When lying is constant, democracy is no longer possible. If we can no longer agree on the facts, we have no basis for the exchange of ideas that political discourse is based upon. When our opinions no longer refer to a shared body of truth, we can no longer make decisions based upon shared facts. As a result, democracies can devolve into fascism, the attempt to use violence to impose a decision since a democratic process can no longer reach one.
Why does the bullshitter treat the truth as irrelevant? If he can convince people that all other views are lies or “fake news,” he becomes the arbiter of the truth.
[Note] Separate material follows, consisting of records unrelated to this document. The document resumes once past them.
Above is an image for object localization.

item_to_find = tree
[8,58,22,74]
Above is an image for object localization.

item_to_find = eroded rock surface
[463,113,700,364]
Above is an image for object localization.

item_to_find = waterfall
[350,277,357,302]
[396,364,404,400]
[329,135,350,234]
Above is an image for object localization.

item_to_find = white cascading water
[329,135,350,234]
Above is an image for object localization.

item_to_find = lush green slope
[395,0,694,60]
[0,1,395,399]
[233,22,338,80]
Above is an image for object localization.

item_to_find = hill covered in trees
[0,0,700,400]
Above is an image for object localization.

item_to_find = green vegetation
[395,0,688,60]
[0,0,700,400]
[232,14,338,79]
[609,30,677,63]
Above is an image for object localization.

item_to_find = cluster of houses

He is not concerned with the truth, per se, he is concerned with having control over what is considered the truth. In other words, this political dictatorship over the truth is an act of violence against the truth as reality.
Ordinarily, truth and reality are considered something other than our opinions and thoughts. Our thoughts attempt to grasp reality, but reality will always be more complex than our ideas. Just as the photo of your house is not the house; our thought is never the same as the reality toward which it points.
Thus, we are always comparing our thoughts with reality so that we can refine our thinking. But this requires facing the frustration and hard work that results when we find the ways our thoughts are not matching reality. Then we have to change the way we think and perceive. And to grow in the subtlety of our thinking, our relationship to reality is essential.
In contrast, the bullshitter regards reality as irrelevant. For him, his thoughts do not point to reality because they are a substitute for it. Dialogue with others is not necessary since he already knows what he “thinks.” Reading, research, and expertise are not necessary because his thoughts are a substitute for a relationship to reality. For him, “alternative facts” replace real facts.
Now he faces the question of how to convince others that his internal reality can be a substitute for external reality. Using the knowledge gleaned from the psychological literature, the bullshitter knows that if lies and bullshit are repeated enough, that’s what we will remember. Having heard it enough, we will recall it first, and then regard it as the truth rather than a lie we swallowed multiple times.
By taking the role of the one who calls others “fake news” purveyors, the bullshitter becomes the “truth teller” who assassinates the truth. Killing off opponents as supposed “liars,” he intimidates others into silence. Over time, establishing a political dictatorship over the truth, his psychological violence on the truth paves the way for the political violence of fascism.
This pattern has played out many times in many cultures across the world. Yet no matter how many times bullshitters have claimed the truth was irrelevant, the truth keeps showing up. It is the truth they fear.